The president fights to avoid a turnout collapse.
12:00 AM, Jul 8, 2010 • By GARY ANDRES
President Obama’s behavior over the past year, and particularly the last month, borders on bizarre. The candidate who promised to bring people together and move beyond polarization has morphed into a divisive and defensive president.
His sinking approval numbers underscore the growing public disappointment in the gap between his campaign rhetoric and his governing style.
The president’s thin skin at news conferences is now part of Washington press corps lore. His “ass kicking” comments about the Gulf oil spill were weird and un-presidential. Lately, he’s resorted to criticizing individual members of Congress personally at town hall events, tactics more suited to a rookie political hack than the leader of the free world.
Some believe the president is just stressed out. Maybe he could use a few beers and a couple smokes with his buddy Joe Biden in the Rose Garden. After all, to paraphrase the vice president’s comments about health care: This job is a big [expletive] deal!
But the president’s madness may also have a method. He needs to avoid electoral disaster in November. These off year contests are different -- more about turning out base voters than persuading the less committed.
Obama’s peculiar tactics are intended to do just that. Fire up the faithful now; worry about swing voters in 2012.

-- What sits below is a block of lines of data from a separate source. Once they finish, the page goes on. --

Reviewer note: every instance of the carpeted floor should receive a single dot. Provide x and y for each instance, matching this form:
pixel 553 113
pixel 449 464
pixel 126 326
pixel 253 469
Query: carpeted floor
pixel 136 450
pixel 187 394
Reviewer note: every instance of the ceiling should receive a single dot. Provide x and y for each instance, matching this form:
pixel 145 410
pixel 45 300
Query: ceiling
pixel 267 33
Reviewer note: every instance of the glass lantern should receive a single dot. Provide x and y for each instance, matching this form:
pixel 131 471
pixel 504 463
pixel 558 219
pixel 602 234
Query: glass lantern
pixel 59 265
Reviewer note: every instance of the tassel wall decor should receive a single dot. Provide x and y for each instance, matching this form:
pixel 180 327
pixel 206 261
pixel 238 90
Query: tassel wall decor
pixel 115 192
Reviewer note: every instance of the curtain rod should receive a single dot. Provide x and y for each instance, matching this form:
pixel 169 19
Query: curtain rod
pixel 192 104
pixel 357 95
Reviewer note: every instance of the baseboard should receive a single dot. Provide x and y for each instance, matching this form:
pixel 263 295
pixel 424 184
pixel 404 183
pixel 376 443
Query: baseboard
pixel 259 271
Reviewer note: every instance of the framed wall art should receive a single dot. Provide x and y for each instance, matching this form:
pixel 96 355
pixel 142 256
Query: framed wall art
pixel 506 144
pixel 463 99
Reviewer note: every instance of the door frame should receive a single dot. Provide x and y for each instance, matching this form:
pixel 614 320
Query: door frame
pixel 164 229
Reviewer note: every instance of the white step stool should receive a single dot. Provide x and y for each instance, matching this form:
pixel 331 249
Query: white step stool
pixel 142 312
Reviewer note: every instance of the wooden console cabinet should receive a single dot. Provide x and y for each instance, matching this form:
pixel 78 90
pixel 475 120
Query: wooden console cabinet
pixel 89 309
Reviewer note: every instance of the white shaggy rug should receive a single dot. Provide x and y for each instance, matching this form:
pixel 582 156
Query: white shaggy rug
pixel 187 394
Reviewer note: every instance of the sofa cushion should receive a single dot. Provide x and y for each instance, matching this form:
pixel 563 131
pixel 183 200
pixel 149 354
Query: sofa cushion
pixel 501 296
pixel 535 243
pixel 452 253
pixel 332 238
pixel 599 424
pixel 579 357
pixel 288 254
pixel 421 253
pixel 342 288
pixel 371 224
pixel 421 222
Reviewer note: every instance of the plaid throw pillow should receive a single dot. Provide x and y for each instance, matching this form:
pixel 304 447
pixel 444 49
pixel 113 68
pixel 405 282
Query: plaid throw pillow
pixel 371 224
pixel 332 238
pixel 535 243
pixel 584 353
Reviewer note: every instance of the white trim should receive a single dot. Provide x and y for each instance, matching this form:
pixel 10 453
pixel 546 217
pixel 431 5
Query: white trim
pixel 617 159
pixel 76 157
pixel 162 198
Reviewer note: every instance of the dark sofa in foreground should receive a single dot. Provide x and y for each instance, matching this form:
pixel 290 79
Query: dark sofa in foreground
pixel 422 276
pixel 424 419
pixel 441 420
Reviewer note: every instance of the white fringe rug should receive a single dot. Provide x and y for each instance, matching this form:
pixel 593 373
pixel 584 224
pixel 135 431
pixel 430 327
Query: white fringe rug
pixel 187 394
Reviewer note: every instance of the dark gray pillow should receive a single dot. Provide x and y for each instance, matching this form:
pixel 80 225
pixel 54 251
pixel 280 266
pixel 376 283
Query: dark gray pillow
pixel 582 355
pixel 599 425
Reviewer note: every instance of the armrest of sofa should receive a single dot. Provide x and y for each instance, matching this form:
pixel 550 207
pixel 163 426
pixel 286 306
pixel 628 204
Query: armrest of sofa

How? First, instead of seeking bipartisan legislative consensus, he uses his party’s majority power like a steamroller. Democratic partisans swoon when Speaker Nancy Pelosi crushes Republicans using the House’s unique majority procedural powers.
Next, every Obama initiative also includes a designated villain. Turning political opponents into piñatas always riles up the base. Democrats built momentum for passing stimulus legislation last year because of the mess President Bush left behind. When toutin health care, they blasted greedy insurance companies. And, of course, the Wall Street reform emasculated the big banks before they could spend any more of those obscene CEO bonuses.
Taken together, these tactics are an attempt to energize partisan Democrats prior to November. And Obama needs their help. A quick look at midterm turnout patterns explains why the president has cause for alarm.
The electorate always looks different in non-presidential years. For example, just over 80 million Americans voted, or about 37 percent of the voting age population (VAP) in 2006. But two years earlier in the 2004 presidential contest, 122 million showed up on Election Day (over 56 percent of the VAP). In other words, over 41 million fewer votes were cast in 2006 compared to 2004.
This was no fluke. Looking back at recent midterm elections, turnout usually drops about 20 percent from the presidential election two years prior.
About 132 million people voted in 2008. Based on history, thirty to forty million of them won’t show up this November.
Who are the higher and lower propensity voters? History again provides some insights here. Age is one key variable. Midterm contests include a higher percentage of older compared to younger voters.
For example, in 2008, Americans 65 and older represented about 16 percent of the electorate, while 18-29 year olds made up a slightly larger 18 percent of the total, according to exit polls. In 2006, however, older voters represented 19 percent of the total compared with only 12 percent for the younger bloc.
How are these older and younger voters stacking up to the last midterm election in 2006? Pew Research released a poll last week demonstrating a massive GOP turnaround with older voters compared to four years ago.
Democrats held a 14-point lead with voters over 50 in June of 2006. Today, the GOP enjoys an 11-point lead with this demographic – a net 25-point swing among these high propensity midterm voters.
Turnout rates are also higher among those who say they are more enthusiastic or following the election closely. Here again Pew finds a massive shift compared to four years ago. In June of 2006 Democrats led Republicans by 16-points on vote enthusiasm. Today, the GOP enjoys a 14-point edge.
The president’s name is not on the ballot this November. Still, the midterm election will significantly impact the White House, shaping the final contours of his first term. Losing the congressional majority translates to a major political setback.